December 4, 2017 @ 4:30 pm – 6:00 pm
Exploratory Hall, Room 3301, Fairfax Campus
Joseph Marr


James Glasbrenner, PhD
Assistant Professor
George Mason University

Reproducible Research & Best Practices for Computational Science

Monday, December 4, 4:30-5:45
Exploratory Hall, Room 3301

ABSTRACT:  Have you ever had one of the following thoughts while working on your research?

  • I can’t remember where I put that data file.
  • I knew what these variables meant when I wrote them last year.
  • Did I accidentally delete that email with the final version of our research paper attached?
  • Why does my collaborator’s program delete the last row and column of this array before entering the main loop?

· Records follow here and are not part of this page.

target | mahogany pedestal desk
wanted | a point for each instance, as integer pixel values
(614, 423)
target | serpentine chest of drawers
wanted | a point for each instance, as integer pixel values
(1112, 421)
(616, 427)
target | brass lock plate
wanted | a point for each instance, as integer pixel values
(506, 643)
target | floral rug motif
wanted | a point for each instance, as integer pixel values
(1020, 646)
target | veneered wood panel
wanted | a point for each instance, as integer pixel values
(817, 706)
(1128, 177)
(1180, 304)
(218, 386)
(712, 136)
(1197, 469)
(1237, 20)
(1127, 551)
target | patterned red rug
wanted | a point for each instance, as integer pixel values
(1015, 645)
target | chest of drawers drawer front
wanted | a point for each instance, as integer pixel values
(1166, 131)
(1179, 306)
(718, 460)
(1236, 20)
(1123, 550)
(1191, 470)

If so, then you’re not alone, because “most researchers are never taught the equivalent of basic lab skills for research computing” [1]. This situation persists even as the average scientific researcher devotes as much as 30% of their time developing and 40% of their time using scientific software [2]. Underdeveloped skills in programming, project organization, and documentation can lead to general frustration, productivity losses, an increase in the risk that a researcher won’t be able to reproduce his or her work, and can even result in serious computational errors that invalidate a study’s general conclusions [3]. At the same time, the number of scientific research groups that are integrating data science topics and methods into their programs is increasing at a rapid pace1 , further increasing the overall need to address this disparity. In response, a growing movement of researchers has emerged that are interested in tackling this problem, leading to the creation of organizations like the Software Carpentry Foundation [4], guidelines for reproducible research [5], and suggestions of “best practices” for scientific computing [1, 6, 7]. However, although there is more awareness about these potential solutions than in past years, these ideas are still not common knowledge. In this seminar, I will review the general background behind these ideas and what computational researchers can learn from other fields such as the software industry. Drawing on my own experience with implementing these ideas, I will provide examples of how you can integrate reproducible research ideas into your work using open source tools. Using the “best practices” suggestions as a guide, I will also show ways in which you can better organize your projects and some ways to make your code more readable, and then explain how this can help streamline scientific collaboration. Finally, I will close by reflecting on the role that automation can play in achieving these principles and goals.

[1] G. Wilson, J. Bryan, K. Cranston, J. Kitzes, L. Nederbragt, and T. K. Teal, PLoS Comput. Biol. 13, e1005510 (2017).
[2] J. E. Hannay, C. MacLeod, J. Singer, H. P. Langtangen, D. Pfahl, and G. Wilson, in Proc. 2009 31st Int. Conf. Softw. Eng. ICSE Workshops (2009) pp. 1–8.
[3] Z. Merali, Nature 467, 775 (2010).
[4] “Software Carpentry,” .
[5] R. D. Peng, Science 334, 1226 (2011).
[6] G. Wilson, D. A. Aruliah, C. T. Brown, N. P. C. Hong, M. Davis, R. T. Guy, S. H. D. Haddock, K. D. Huff, I. M. Mitchell, M. D. Plumbley, B. Waugh, E. P. White, and P. Wilson, PLoS Biol. 12, e1001745 (2014).
[7] V. Stodden and S. Miguez, J. Open Res. Softw. 2, e21 (2014). 1An arXiv query for all pre-prints with metadata containing the term ”data science” reveals exponential growth, with the number of submissions approximately doubling every year since 2007.